La chanson d'Anne Sylvestre remise au goût du jour par Vincent Delerm, Les gens qui doutent, a cet espèce de charme désuet de la simplicité. En l'écoutant en boucle pendant quelques jours, voici les paroles qui me viennent à l'esprit:
"J'aime les gens qui n'osent
S'approprier les choses
Encore moins les gens"
L'appropriation, quel mot intéressant, pour nous, petits êtres humains épris de conquête en permanence. Et pour celui qui doute, point de conquête n'est permise. Par peur du conflit, sans doute (un mot de gens qui doute), "celui qui n'ose" se confine dans son minuscule territoire.
Mais revenons à l'appropriation. S'approprier, c'est, stricto sensu, "usurper la propriété de quelque chose". Aussi l'acte d'apprendre et de retenir (le mot retenir n'est pas non plus anodin) serait-il une sorte de vol, de viol, de la propriété intellectuelle de quelqu'un.
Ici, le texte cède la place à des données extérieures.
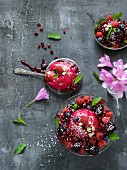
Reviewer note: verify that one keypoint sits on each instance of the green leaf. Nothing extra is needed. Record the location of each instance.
(97, 77)
(56, 121)
(20, 148)
(96, 100)
(54, 35)
(75, 106)
(56, 76)
(109, 32)
(125, 41)
(78, 78)
(117, 15)
(113, 136)
(20, 120)
(100, 21)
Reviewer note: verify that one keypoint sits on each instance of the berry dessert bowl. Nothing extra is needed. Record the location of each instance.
(63, 76)
(84, 124)
(111, 32)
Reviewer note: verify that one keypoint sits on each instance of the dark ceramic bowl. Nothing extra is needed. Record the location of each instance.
(71, 141)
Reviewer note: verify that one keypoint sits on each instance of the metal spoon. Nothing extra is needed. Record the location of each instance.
(26, 72)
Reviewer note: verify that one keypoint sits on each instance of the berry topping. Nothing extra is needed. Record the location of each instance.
(99, 34)
(93, 150)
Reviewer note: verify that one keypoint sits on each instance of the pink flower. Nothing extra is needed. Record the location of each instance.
(105, 61)
(42, 95)
(106, 77)
(119, 87)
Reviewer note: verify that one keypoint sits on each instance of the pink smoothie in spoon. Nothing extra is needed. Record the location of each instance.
(61, 75)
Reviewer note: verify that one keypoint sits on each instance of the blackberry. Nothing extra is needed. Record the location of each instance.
(111, 127)
(93, 150)
(77, 146)
(60, 130)
(67, 115)
(99, 109)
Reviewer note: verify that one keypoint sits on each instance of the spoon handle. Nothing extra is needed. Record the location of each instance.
(26, 72)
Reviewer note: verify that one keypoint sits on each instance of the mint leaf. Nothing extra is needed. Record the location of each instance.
(56, 76)
(97, 77)
(78, 78)
(125, 41)
(96, 100)
(113, 136)
(75, 106)
(54, 35)
(56, 121)
(100, 21)
(117, 15)
(20, 148)
(109, 32)
(20, 120)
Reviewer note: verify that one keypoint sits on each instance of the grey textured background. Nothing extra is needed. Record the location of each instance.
(18, 19)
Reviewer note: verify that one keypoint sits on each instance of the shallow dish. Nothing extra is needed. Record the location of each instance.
(83, 125)
(110, 31)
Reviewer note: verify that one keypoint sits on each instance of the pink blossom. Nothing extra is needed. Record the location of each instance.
(42, 94)
(107, 78)
(119, 87)
(105, 61)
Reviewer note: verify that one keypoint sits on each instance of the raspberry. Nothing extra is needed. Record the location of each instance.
(59, 69)
(99, 136)
(102, 143)
(109, 17)
(79, 101)
(82, 151)
(92, 140)
(105, 120)
(84, 120)
(98, 34)
(115, 24)
(65, 110)
(69, 145)
(109, 114)
(86, 99)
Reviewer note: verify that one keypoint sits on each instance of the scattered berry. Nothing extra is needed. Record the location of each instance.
(36, 33)
(41, 29)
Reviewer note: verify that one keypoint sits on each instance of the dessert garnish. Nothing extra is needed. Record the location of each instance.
(111, 31)
(85, 126)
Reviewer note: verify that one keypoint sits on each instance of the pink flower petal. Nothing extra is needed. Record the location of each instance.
(105, 61)
(42, 94)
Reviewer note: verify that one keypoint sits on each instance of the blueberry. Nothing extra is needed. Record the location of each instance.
(118, 31)
(93, 150)
(77, 146)
(99, 109)
(99, 39)
(75, 119)
(68, 115)
(122, 26)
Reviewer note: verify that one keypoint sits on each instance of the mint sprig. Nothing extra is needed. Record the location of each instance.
(117, 15)
(20, 120)
(113, 136)
(20, 148)
(78, 79)
(96, 101)
(56, 121)
(54, 36)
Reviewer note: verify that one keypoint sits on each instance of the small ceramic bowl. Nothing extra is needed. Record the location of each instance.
(83, 124)
(110, 31)
(63, 76)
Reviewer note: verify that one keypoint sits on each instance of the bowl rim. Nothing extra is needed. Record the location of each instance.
(57, 91)
(95, 24)
(65, 103)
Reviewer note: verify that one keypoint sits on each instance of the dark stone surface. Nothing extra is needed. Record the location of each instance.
(18, 19)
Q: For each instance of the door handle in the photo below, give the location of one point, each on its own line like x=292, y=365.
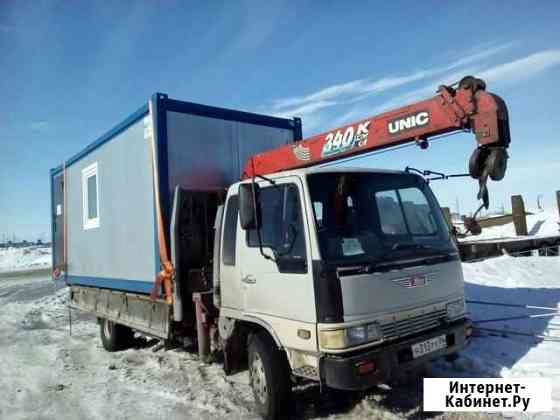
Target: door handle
x=249, y=279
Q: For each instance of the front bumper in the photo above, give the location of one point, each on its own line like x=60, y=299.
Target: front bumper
x=342, y=372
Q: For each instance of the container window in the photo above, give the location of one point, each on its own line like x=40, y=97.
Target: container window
x=90, y=194
x=230, y=231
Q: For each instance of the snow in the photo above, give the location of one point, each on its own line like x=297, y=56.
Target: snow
x=28, y=258
x=543, y=223
x=531, y=281
x=46, y=373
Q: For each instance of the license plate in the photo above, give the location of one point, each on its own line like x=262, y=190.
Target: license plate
x=428, y=346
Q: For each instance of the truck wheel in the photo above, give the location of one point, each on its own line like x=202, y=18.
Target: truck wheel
x=115, y=336
x=269, y=376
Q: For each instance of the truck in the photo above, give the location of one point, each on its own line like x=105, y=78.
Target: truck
x=220, y=229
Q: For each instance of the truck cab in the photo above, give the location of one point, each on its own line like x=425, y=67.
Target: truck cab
x=349, y=273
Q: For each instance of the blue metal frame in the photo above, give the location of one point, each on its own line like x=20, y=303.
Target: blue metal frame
x=160, y=105
x=119, y=128
x=228, y=114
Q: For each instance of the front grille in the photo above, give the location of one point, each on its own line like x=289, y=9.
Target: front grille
x=396, y=329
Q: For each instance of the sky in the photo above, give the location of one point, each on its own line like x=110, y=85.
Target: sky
x=69, y=71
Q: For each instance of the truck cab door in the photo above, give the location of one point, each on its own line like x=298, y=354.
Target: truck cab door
x=282, y=285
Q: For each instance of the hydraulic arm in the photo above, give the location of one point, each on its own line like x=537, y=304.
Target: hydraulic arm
x=465, y=108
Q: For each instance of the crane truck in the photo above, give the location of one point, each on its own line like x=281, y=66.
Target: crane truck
x=292, y=269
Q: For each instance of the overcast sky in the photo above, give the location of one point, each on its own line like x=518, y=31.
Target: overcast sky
x=71, y=70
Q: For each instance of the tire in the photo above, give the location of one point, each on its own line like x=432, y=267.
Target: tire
x=269, y=374
x=115, y=336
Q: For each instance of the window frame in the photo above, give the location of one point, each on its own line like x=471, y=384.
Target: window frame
x=88, y=172
x=233, y=200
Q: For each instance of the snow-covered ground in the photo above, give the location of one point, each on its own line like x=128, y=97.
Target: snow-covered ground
x=543, y=223
x=47, y=374
x=29, y=258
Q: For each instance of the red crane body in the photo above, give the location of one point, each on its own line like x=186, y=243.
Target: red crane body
x=469, y=107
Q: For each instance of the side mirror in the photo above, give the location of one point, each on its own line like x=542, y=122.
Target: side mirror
x=249, y=206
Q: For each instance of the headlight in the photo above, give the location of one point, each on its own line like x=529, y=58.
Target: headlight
x=455, y=309
x=350, y=337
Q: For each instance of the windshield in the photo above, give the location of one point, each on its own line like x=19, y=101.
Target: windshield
x=371, y=216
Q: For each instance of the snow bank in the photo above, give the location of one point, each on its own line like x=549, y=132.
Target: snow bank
x=29, y=258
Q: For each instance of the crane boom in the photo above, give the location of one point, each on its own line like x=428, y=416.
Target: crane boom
x=469, y=107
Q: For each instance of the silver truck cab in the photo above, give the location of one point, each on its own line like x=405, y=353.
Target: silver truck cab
x=352, y=273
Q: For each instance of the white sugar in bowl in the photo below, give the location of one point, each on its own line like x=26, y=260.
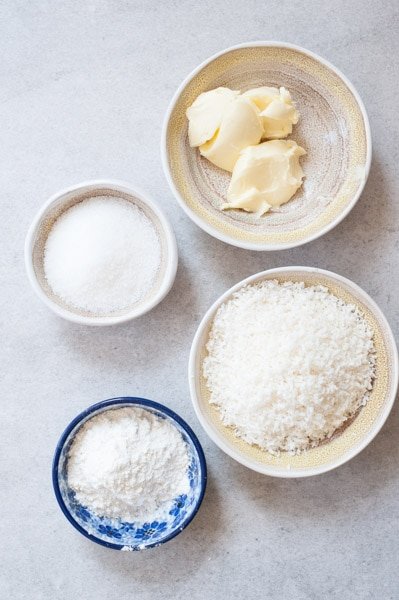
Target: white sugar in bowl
x=51, y=271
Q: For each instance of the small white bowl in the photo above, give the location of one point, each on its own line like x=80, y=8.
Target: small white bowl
x=356, y=434
x=62, y=201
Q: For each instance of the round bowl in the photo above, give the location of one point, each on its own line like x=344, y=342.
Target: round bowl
x=122, y=535
x=333, y=128
x=357, y=432
x=65, y=199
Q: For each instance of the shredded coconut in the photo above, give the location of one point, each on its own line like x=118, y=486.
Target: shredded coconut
x=102, y=255
x=127, y=463
x=287, y=364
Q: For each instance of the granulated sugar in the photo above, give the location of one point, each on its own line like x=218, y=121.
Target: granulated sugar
x=128, y=463
x=287, y=364
x=102, y=255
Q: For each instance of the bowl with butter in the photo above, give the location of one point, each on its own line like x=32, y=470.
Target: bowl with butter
x=266, y=146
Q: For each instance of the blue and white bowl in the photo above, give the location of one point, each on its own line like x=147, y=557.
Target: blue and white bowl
x=118, y=534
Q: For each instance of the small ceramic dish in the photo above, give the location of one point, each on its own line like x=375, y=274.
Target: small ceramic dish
x=62, y=201
x=121, y=535
x=333, y=128
x=357, y=432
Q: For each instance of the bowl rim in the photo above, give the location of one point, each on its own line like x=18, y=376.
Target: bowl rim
x=204, y=225
x=105, y=405
x=235, y=454
x=117, y=186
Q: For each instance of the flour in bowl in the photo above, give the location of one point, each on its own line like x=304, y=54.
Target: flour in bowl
x=288, y=364
x=128, y=463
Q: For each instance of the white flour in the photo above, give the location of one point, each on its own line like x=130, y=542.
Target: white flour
x=128, y=463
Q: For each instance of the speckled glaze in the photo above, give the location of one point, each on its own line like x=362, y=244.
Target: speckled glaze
x=333, y=128
x=116, y=533
x=347, y=442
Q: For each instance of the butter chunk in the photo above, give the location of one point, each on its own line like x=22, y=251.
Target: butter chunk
x=265, y=176
x=276, y=109
x=206, y=113
x=240, y=127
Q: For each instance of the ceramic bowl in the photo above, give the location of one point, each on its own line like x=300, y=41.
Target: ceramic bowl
x=357, y=432
x=62, y=201
x=122, y=535
x=333, y=128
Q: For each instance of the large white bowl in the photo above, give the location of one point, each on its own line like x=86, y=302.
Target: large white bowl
x=357, y=433
x=60, y=202
x=333, y=128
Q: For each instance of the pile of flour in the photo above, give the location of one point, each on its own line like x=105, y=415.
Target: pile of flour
x=127, y=463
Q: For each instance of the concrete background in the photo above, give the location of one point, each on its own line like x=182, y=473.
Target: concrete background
x=83, y=90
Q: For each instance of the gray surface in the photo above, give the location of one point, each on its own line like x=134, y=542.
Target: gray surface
x=83, y=92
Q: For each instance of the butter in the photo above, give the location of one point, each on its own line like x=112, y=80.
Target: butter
x=265, y=176
x=222, y=123
x=206, y=113
x=240, y=127
x=276, y=109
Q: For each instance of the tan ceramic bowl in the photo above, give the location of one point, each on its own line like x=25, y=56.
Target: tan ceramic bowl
x=333, y=128
x=347, y=442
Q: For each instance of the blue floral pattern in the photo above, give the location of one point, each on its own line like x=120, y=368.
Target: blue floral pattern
x=136, y=535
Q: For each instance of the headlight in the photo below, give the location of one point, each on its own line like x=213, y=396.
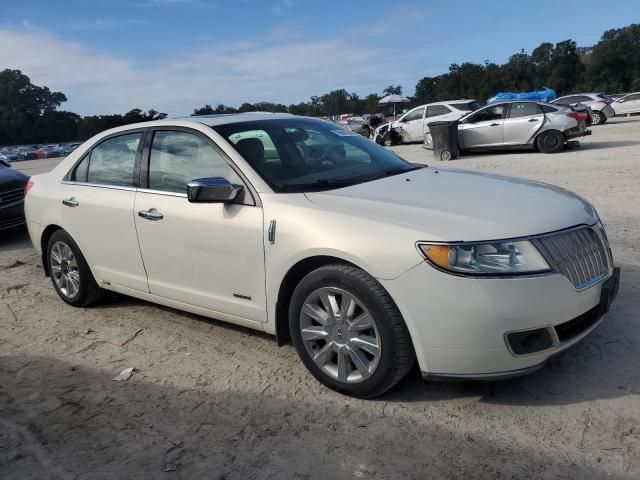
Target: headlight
x=492, y=258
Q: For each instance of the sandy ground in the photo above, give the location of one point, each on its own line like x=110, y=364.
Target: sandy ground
x=209, y=400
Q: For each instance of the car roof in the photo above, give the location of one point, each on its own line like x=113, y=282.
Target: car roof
x=225, y=118
x=524, y=100
x=577, y=94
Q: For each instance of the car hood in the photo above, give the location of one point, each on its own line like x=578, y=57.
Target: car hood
x=11, y=179
x=455, y=205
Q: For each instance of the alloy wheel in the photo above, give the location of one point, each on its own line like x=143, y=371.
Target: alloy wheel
x=340, y=335
x=64, y=269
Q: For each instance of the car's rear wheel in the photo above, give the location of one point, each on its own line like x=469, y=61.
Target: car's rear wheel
x=551, y=141
x=348, y=331
x=70, y=274
x=598, y=118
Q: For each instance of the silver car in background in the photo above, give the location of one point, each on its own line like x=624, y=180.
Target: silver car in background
x=628, y=104
x=517, y=124
x=412, y=126
x=600, y=104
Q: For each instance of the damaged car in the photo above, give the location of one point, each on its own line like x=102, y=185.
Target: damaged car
x=518, y=124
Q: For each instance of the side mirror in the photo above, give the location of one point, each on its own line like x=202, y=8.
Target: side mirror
x=212, y=190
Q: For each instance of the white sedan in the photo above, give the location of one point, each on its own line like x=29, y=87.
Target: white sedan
x=365, y=261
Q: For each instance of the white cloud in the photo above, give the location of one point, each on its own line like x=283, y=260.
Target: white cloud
x=99, y=82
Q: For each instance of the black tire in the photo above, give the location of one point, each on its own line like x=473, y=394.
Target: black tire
x=551, y=141
x=88, y=291
x=598, y=118
x=396, y=350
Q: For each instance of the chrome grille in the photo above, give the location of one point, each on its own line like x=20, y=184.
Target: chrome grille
x=11, y=196
x=579, y=254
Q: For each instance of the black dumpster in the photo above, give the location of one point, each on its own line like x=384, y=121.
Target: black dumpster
x=444, y=138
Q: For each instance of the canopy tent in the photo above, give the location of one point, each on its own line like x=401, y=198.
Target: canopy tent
x=393, y=100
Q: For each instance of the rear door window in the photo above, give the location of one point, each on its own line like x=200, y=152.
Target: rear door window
x=112, y=162
x=524, y=109
x=566, y=101
x=490, y=113
x=414, y=115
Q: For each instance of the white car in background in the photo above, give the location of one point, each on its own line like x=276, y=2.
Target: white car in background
x=365, y=261
x=412, y=126
x=518, y=124
x=628, y=104
x=599, y=103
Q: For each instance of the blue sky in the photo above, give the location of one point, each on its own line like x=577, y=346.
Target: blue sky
x=108, y=56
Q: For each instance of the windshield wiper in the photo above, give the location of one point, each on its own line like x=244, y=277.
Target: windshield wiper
x=329, y=184
x=389, y=173
x=322, y=184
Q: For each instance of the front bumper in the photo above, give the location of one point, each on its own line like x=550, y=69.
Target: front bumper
x=608, y=111
x=459, y=324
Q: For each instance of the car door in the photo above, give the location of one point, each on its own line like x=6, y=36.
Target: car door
x=97, y=209
x=210, y=255
x=484, y=128
x=628, y=104
x=413, y=125
x=523, y=120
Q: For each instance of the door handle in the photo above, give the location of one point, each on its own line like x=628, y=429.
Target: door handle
x=150, y=214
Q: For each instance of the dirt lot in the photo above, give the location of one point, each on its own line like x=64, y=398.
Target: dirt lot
x=209, y=400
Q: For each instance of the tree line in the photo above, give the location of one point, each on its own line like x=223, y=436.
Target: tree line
x=31, y=114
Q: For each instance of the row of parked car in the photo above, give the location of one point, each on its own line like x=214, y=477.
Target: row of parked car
x=32, y=152
x=510, y=123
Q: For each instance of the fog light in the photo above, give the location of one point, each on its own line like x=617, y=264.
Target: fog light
x=529, y=341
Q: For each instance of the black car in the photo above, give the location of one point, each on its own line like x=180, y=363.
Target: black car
x=12, y=184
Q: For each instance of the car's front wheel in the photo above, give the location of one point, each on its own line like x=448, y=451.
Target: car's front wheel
x=348, y=331
x=70, y=274
x=551, y=141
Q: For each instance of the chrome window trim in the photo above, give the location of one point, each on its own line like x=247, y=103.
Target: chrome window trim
x=162, y=192
x=99, y=185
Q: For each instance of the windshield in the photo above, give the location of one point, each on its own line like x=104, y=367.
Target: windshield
x=301, y=154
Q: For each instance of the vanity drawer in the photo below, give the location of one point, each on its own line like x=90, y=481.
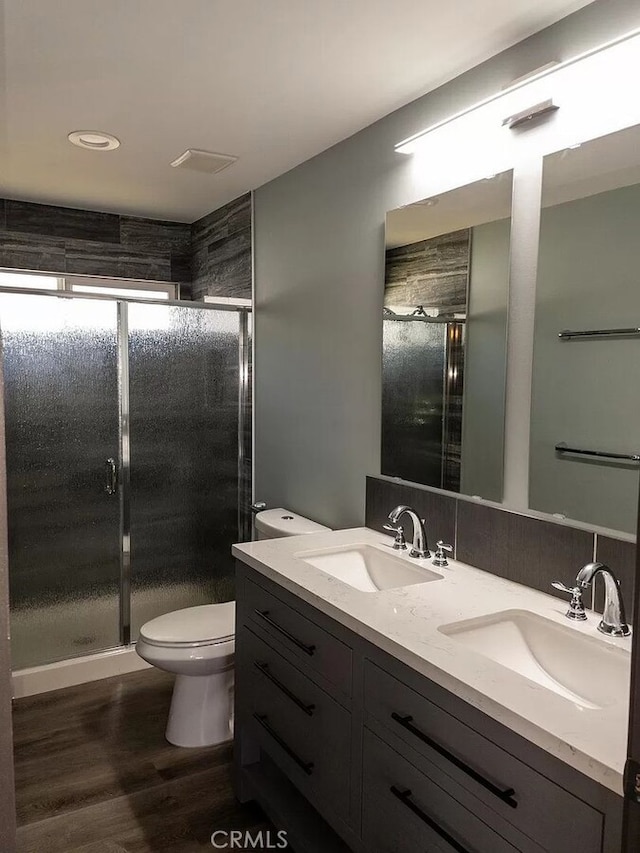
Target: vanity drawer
x=300, y=726
x=405, y=811
x=315, y=649
x=495, y=778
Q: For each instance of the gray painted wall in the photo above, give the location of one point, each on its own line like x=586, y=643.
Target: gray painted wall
x=585, y=392
x=485, y=362
x=319, y=266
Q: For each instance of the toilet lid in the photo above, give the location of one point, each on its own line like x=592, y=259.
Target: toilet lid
x=205, y=624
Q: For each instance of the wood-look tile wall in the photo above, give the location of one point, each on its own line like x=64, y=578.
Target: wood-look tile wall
x=211, y=257
x=528, y=550
x=431, y=272
x=221, y=251
x=59, y=240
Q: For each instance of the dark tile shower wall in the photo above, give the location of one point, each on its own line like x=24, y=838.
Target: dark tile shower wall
x=221, y=251
x=59, y=240
x=531, y=551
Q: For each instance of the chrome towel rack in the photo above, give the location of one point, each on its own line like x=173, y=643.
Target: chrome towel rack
x=567, y=334
x=562, y=447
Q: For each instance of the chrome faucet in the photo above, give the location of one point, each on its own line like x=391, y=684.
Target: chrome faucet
x=420, y=548
x=613, y=620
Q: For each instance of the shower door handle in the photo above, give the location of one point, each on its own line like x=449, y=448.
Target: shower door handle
x=111, y=486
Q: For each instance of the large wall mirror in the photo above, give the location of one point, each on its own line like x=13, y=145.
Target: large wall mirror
x=444, y=338
x=585, y=422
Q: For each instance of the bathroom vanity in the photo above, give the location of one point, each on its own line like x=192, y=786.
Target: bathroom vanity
x=414, y=717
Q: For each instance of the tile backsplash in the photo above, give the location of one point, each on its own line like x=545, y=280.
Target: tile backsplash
x=522, y=548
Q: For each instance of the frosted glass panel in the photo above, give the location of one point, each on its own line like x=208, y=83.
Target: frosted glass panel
x=183, y=368
x=61, y=399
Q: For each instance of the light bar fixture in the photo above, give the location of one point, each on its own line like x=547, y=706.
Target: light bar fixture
x=413, y=143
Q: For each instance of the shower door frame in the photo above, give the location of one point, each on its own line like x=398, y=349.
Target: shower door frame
x=124, y=445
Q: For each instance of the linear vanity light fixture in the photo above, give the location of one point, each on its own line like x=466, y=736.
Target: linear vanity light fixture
x=412, y=143
x=533, y=113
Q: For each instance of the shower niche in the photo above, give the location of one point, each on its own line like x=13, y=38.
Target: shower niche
x=126, y=448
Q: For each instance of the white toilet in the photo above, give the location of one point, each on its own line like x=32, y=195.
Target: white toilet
x=198, y=644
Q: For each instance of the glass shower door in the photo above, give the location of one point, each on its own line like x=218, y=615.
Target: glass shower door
x=62, y=425
x=184, y=387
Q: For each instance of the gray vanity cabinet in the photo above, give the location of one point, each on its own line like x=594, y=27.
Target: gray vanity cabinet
x=386, y=760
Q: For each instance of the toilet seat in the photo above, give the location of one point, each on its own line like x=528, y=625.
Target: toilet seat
x=192, y=627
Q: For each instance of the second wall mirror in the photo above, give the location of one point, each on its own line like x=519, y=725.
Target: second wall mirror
x=444, y=338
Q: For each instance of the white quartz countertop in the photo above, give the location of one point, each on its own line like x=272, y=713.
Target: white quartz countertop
x=404, y=623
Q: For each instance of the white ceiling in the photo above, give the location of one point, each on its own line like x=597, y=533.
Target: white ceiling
x=272, y=81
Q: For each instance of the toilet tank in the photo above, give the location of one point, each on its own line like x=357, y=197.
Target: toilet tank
x=273, y=523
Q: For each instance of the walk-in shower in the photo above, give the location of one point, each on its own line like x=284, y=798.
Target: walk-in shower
x=422, y=384
x=128, y=464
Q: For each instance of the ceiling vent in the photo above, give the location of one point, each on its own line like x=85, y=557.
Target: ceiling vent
x=203, y=161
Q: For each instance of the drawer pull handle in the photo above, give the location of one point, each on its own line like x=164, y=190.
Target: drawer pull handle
x=308, y=650
x=405, y=799
x=307, y=766
x=264, y=669
x=504, y=794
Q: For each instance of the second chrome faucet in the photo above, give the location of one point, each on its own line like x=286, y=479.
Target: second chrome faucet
x=613, y=620
x=420, y=546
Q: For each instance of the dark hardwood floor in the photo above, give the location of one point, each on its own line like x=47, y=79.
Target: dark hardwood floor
x=94, y=774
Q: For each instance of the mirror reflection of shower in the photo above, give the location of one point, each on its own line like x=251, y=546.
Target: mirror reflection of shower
x=444, y=339
x=126, y=437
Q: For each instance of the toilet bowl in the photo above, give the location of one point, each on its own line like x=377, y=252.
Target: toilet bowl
x=198, y=644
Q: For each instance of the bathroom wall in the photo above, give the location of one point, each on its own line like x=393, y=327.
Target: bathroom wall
x=582, y=394
x=221, y=251
x=62, y=240
x=319, y=262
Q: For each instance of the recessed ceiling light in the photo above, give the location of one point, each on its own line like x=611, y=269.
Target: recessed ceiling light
x=94, y=140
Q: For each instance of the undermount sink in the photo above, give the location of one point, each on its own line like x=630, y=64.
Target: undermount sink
x=585, y=670
x=367, y=568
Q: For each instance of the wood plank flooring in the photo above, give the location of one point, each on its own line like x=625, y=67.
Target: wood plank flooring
x=94, y=774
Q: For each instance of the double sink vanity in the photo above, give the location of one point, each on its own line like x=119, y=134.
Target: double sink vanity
x=384, y=703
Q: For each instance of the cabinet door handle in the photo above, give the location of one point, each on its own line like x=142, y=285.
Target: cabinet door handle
x=504, y=794
x=307, y=766
x=308, y=650
x=405, y=799
x=264, y=669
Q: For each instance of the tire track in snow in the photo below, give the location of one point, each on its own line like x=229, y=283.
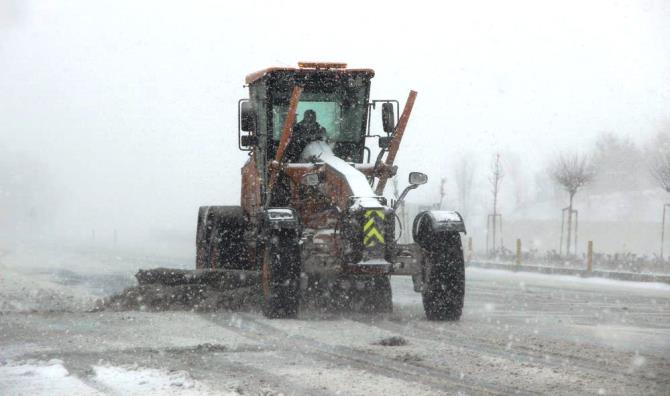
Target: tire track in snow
x=437, y=378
Bref, la culture générale, comme on l'appelle, la curiosité vis-à-vis de l'environnement, serait comme un pillage permanent de nourritures spitituelles autour duquel nous organiserions de grand feu de joie de la culture commune. On se partagerait les mets et l'on se précipiterait goulûment dessus.
Et comme le langage est coupable dans cette entreprise...! Regardez-le, ce langage, qui me permet de conscrire les choses et les gens. Il est la véritable arme, l'instrument de conquête de l'être humain civilisé. L'arme moderne de l'esprit de conquête physique ancestral. Tout en n''assumant pas d'être cet instrument de conquête, hypocrite langage!
Quel serait en effet le plaisir à parler politique, sujet sur lequel la plupart des gens n'ont effectivement aucun moyen d'action? Le plaisir de parler vient de la volonté factice de vouloir maîtriser et conquérir. Je me suis toujours demandée quel plaisir il y avait à parler des stars, ces gens inaccessibles de par leur statut même. Je crois que j'ai aujourd'hui la réponse: une vie par procuration, l'appropriation étant également un ancien terme de chimie désignant la disposition de deux corps à se combiner par l'addition d'un troisième.
Et celui qui doute de ne pas oser s'intéresser au grand monde qui l'entoure par peur de le violer. Car exister, être, c'est bien sûr conquérir (il me semble même que c'est la définition que je donnerais de l'existence, l'existence, c'est la conquête; voilà pourquoi la guerre est intrinsèque de l'existence).